Che cosa sono i FANS e la fibrillazione atriale
I FANS sono farmaci antinfiammatori non steroidei, usati per trattare dolore e infiammazioni. La fibrillazione atriale (FA) è un disturbo del ritmo cardiaco che può aumentare il rischio di problemi come l’ictus.
Lo studio scientifico
Uno studio condotto a Rotterdam ha seguito per circa 13 anni più di 8.400 persone anziane, con un’età media di circa 68 anni. I ricercatori hanno controllato l’uso dei FANS e la comparsa di fibrillazione atriale in questi partecipanti.
Come sono stati classificati i partecipanti
- Utilizzatori attivi: persone che usavano FANS da meno di 14 giorni, da 15 a 30 giorni, o da più di 30 giorni.
- Ex utilizzatori: persone che avevano smesso di usare FANS da meno di un mese, da 1 a 6 mesi, o da più di 6 mesi.
- Non utilizzatori: persone che non avevano mai usato FANS.
Risultati principali
- Durante lo studio, 857 persone hanno sviluppato fibrillazione atriale.
- Tra queste, 42 stavano usando FANS al momento della diagnosi, 554 li avevano usati in passato, e 261 non li avevano mai usati.
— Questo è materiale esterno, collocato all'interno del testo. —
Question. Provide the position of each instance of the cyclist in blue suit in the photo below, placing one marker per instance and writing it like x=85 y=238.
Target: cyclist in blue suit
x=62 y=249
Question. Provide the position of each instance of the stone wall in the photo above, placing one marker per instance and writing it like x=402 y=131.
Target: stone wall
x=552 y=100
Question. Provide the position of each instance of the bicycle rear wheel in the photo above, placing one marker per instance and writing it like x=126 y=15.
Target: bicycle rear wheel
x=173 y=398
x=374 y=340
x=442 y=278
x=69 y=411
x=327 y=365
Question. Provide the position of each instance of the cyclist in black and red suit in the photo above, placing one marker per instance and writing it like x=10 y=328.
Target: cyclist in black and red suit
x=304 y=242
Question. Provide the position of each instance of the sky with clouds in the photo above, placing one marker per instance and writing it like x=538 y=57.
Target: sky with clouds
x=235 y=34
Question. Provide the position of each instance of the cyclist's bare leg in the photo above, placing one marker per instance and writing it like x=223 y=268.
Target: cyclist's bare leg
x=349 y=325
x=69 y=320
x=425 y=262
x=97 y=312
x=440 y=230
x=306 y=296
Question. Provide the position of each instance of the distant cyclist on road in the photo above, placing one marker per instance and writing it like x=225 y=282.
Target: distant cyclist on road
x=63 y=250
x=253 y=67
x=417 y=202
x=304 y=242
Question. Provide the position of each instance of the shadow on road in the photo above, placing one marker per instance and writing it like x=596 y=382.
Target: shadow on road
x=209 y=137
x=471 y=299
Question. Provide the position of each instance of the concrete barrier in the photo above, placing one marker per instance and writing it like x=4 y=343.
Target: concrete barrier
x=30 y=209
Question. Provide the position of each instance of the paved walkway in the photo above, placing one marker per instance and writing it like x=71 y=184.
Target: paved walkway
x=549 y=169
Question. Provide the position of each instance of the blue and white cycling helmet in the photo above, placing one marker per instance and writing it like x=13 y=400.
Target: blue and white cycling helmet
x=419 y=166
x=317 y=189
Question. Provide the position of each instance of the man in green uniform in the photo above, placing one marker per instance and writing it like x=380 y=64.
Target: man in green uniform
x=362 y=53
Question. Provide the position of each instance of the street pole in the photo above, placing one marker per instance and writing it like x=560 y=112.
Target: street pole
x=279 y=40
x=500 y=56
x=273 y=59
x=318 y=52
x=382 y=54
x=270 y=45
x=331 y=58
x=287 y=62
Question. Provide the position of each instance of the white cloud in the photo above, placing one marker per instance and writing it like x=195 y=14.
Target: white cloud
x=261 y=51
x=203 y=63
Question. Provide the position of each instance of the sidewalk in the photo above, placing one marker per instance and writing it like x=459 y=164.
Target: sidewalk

- Chi aveva usato FANS per un periodo tra 15 e 30 giorni aveva un rischio aumentato di fibrillazione atriale di circa 1,76 volte rispetto a chi non li usava.
- Il rischio era ancora più alto (circa 1,84 volte) in chi aveva smesso di usare i FANS da poco tempo prima della comparsa della fibrillazione atriale.
Significato dei risultati
Questi dati suggeriscono che l’uso di FANS può essere collegato a un aumento del rischio di fibrillazione atriale, specialmente se assunti per alcune settimane o se sospesi da poco tempo. Tuttavia, il motivo esatto per cui i FANS aumentano questo rischio non è ancora chiaro.
In conclusione
L’uso di farmaci antinfiammatori non steroidei (FANS) sembra aumentare il rischio di sviluppare fibrillazione atriale, un disturbo del ritmo cardiaco. Questo rischio è maggiore durante e poco dopo l’assunzione di questi farmaci. È importante essere consapevoli di questo possibile effetto, anche se il meccanismo preciso non è ancora noto.